Extracting and plotting head attention maps reveals specialized patterns: a 'previous-token' head with weight concentrated just below the diagonal (attending to position i−1), and a 'delimiter' head that attends to punctuation/separator tokens. This shows real models learn interpretable, specialized attention circuits.

Exercise 18Code
Implement the KV-cache so each new token costs O(T) not O(T²); measure speedup.

Solution

Caching past keys and values means generating token t only computes attention between the new query and the cached T keys/values — O(T) per step instead of recomputing the full O(T²) attention. Measured over 100+ tokens this gives a large speedup that grows with sequence length, while producing identical outputs.

Exercise 19Code
Measure attention's quadratic scaling: time forward passes for T=128..2048; confirm O(T²).

Solution

Plotting forward-pass time against T on log-log axes yields a slope of ~2 (each doubling of T roughly quadruples the time), empirically confirming the O(T²) cost and motivating long-context techniques.

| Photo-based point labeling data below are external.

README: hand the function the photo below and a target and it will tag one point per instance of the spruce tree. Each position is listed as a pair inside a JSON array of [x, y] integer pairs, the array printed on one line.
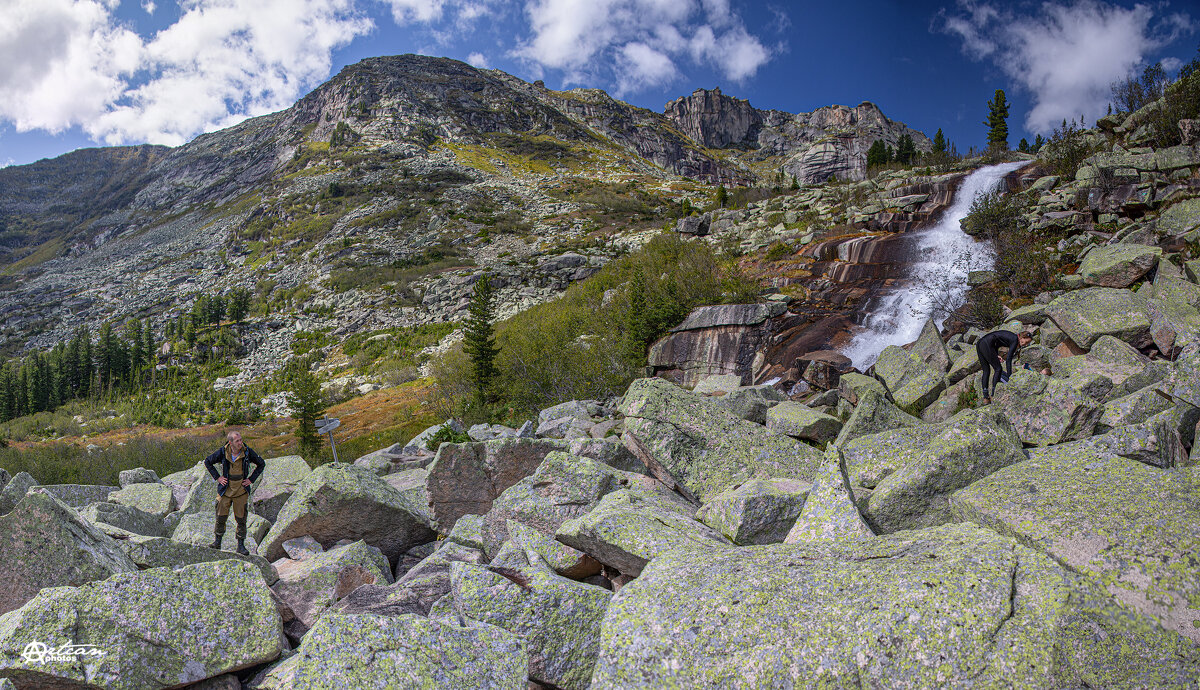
[[997, 123], [479, 341]]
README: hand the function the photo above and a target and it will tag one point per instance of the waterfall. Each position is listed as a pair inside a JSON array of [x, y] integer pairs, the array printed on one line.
[[939, 261]]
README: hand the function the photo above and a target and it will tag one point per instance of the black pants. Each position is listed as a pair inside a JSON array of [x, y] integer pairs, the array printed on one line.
[[993, 369]]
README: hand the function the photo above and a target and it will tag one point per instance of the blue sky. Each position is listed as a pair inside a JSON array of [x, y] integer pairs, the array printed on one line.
[[99, 72]]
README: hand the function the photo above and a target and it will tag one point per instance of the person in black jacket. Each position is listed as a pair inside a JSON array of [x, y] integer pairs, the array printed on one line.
[[233, 490], [988, 348]]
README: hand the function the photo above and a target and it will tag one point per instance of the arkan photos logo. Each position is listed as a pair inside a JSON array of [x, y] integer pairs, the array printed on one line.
[[40, 653]]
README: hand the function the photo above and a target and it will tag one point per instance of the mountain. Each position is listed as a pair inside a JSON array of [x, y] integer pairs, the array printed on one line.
[[357, 203]]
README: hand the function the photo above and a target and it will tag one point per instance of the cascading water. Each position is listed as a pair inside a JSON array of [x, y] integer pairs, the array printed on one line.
[[941, 257]]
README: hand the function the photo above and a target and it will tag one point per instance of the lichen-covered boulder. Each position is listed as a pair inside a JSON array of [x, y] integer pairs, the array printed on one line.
[[198, 531], [340, 501], [1045, 411], [280, 479], [751, 402], [159, 628], [705, 448], [627, 529], [1090, 313], [382, 652], [1129, 526], [873, 414], [78, 495], [913, 471], [312, 585], [417, 591], [1117, 265], [829, 511], [798, 420], [43, 543], [913, 384], [15, 490], [137, 475], [466, 478], [557, 618], [162, 552], [148, 497], [759, 511], [949, 606], [125, 517]]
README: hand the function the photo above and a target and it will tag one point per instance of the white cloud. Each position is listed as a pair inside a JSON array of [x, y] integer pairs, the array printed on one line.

Exercise 20Code (Challenge)
Implement MHA with backward via your autograd; verify vs PyTorch; assemble into a Pre-LN block.

Solution

Building multi-head attention on the Chapter-11 autograd, checking gradients against PyTorch (~1e−5), and wiring it with LayerNorm, residuals, and an FFN into the Pre-LN block yields a complete, differentiable Transformer layer built from scratch — the culmination of the attention chapter.